The automobile industry was considered as the most vibrant sector so far on the economic scenario with an appreciable performance to ignite a spark in various allied sectors including vendor industry as well as the financial and insurance industry. However, the declining car financing for quite sometimes has started to affect the Motor business growth. It seems that the declining trend may persist in the days to come as well because the increasing number of defaults and non-performing loans of the banking sector in the current financial year 2008. Except Islamic Banks, most of the conventional banks are giving a second thought to car financing and making amendments in their products for car financing in order to be more cautious and prudent in credit disbursement strategies. In this backdrop, it is feared that the insurance industry might also be feeling the pinch.
Generally speaking, the general insurance performance witnessing tremendous growth which was seen attaining the level of 45% of GDP with insurance density calculated at US$3.7.
Adamjee Insurance which has positioned itself on top of the insurance scenario moved to the status of the largest non-life insurance company with a gross premium of Rs9.38billion to its credit. In terms of performance the other stake holders are EFU general and new Jubilee with
Underwriting businesses at Rs8.9billion and Rs3.4billion respectively during the year 2007.
FALL OUT OF DISTURBANCES
Almost all the insurance companies engaged in non-life business had to face the music in the wake of political disturbances and law and order situation which had an adverse fall out with the increase in claims increased to the level of 71% as against 63% previously.
It is said that all major insurance companies witnessed losses in Fire and Marine business in 2007. The losses incurred to the insurance companies in fire and marine business on the back of law and order erupted following political disturbances.
The losses incurred by fire claims however were made up through capital gains on the back of unusual performance of the capital market in Pakistan.
the insurance sector went through a major reform process during last five six years and resultantly direct insurance premiums (excluding reinsurance premiums receivable by PRCL) have grown by 22% per annum over the past five years.

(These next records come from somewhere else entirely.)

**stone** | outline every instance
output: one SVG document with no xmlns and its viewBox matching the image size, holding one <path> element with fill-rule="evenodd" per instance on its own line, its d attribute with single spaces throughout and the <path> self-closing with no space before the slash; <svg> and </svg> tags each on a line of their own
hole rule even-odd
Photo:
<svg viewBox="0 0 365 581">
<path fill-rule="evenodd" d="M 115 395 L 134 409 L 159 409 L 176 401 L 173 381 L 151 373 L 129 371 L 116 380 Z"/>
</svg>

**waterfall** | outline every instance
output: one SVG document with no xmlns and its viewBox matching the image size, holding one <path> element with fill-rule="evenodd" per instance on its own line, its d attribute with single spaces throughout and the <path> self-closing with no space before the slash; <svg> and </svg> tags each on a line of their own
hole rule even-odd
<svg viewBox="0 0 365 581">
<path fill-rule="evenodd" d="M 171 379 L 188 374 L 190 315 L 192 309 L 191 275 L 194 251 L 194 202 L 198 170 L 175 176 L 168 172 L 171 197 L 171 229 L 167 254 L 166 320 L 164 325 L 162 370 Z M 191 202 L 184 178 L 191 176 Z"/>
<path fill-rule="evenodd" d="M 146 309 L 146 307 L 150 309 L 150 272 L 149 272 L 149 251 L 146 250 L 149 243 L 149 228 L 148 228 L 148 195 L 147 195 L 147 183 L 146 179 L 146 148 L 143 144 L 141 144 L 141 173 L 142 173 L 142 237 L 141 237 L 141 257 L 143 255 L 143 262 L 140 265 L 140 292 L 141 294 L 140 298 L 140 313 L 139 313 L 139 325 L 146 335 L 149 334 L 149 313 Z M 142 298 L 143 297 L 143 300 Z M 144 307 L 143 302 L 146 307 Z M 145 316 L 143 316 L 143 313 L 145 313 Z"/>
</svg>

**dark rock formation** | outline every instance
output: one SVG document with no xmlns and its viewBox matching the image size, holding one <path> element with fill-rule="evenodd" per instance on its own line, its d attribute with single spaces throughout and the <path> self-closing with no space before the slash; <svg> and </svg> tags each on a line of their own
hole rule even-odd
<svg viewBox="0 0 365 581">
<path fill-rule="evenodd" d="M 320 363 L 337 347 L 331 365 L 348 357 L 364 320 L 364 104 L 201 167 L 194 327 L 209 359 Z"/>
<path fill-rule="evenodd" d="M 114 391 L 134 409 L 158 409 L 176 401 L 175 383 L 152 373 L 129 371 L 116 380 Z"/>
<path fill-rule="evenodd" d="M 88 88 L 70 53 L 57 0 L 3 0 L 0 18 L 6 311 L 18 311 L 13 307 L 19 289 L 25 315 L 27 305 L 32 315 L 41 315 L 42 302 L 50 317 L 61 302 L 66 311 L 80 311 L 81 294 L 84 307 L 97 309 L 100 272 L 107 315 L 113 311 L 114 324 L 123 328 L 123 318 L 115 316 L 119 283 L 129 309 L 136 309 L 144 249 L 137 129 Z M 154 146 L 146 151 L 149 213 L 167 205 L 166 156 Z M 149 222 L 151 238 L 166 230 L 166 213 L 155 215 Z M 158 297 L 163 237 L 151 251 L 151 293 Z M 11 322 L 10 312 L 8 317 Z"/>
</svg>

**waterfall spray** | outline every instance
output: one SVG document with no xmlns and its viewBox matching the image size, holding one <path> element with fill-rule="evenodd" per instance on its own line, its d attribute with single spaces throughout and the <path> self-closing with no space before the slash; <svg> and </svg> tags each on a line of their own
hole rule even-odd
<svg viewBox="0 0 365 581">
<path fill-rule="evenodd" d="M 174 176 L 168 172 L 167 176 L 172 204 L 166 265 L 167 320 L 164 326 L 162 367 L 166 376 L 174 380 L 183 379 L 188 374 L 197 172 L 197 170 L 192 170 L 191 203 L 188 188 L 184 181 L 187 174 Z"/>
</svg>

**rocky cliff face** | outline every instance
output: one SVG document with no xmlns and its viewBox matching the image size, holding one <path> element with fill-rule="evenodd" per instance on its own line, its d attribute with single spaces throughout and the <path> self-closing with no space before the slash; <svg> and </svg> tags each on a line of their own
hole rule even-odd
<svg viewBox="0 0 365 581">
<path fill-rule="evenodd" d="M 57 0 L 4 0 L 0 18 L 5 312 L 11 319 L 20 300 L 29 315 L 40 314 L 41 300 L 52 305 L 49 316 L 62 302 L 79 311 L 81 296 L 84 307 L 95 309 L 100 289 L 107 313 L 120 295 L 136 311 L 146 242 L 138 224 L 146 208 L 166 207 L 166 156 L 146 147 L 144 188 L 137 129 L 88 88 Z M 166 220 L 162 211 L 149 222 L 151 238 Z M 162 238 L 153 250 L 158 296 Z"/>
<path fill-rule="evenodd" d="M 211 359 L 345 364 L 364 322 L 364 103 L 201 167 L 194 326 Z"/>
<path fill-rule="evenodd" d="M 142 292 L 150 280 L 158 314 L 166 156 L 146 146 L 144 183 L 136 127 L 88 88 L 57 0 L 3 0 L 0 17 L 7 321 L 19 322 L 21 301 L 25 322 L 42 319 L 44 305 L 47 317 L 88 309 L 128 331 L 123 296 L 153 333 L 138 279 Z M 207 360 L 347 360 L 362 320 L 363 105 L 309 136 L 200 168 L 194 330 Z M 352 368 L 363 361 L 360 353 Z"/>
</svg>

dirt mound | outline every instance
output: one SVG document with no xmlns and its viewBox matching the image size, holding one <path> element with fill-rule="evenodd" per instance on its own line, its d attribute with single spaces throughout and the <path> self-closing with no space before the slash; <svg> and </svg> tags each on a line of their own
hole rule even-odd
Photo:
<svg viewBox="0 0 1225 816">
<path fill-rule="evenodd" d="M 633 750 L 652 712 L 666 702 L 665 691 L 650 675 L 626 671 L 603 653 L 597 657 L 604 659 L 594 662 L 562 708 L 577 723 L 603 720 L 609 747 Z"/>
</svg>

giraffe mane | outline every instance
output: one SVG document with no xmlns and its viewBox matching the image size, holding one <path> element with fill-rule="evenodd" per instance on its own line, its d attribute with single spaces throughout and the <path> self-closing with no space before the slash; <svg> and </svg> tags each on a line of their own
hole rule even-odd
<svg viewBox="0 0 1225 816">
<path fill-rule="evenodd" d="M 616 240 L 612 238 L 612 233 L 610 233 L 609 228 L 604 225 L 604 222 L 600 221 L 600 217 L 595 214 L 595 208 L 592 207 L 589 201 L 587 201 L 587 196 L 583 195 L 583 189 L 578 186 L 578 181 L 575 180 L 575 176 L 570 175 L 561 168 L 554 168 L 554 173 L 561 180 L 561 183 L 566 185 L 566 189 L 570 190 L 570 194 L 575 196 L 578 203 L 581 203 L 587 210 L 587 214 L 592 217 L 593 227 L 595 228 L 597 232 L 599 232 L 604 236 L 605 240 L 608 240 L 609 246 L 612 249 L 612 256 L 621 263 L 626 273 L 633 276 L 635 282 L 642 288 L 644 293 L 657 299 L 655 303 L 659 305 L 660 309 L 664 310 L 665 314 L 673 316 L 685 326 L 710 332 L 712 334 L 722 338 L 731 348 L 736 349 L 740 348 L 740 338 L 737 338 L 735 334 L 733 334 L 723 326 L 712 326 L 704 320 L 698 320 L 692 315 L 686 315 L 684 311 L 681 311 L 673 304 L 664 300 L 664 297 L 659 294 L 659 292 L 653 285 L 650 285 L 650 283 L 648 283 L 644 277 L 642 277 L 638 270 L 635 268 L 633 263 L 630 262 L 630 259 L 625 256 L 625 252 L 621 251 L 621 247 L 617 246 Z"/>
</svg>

As a result of this high growth in premium insurance penetration has improved yet there is a lot of room exist for improvement especially in the area of life insurance where Pakistan has a much lower penetration (0.27% of GDP) as compared to India (2.53% of GDP) and even Bangladesh (0.42% of GDP).
THIRD PARTY INSURANCE
The general insurance industry has taken a serious note of what they called the bogus insurance companies issuing spurious Motor Vehicle Third Party Insurance Policies for motor vehicle registration purposes.
The care taker Prime Minister made a historic decision that no bogus insurance companies would be allowed to trifle with the serious business of third party insurance which causes serious social repercussions for the persons affected.
Before handing over the charge to the newly elected prime minister, the care taker Prime Minister issued directives to Securities and Exchange Commission of Pakistan (SECP) to examine ways to prevent the issue of bogus policies by fake insurance companies and ensure that third party insurance policy would be issued by the registered insurance companies.
It was a good decision on the part of the caretaker government, however it yet to be seen how the newly installed government execute this decision which in the larger interest of the society.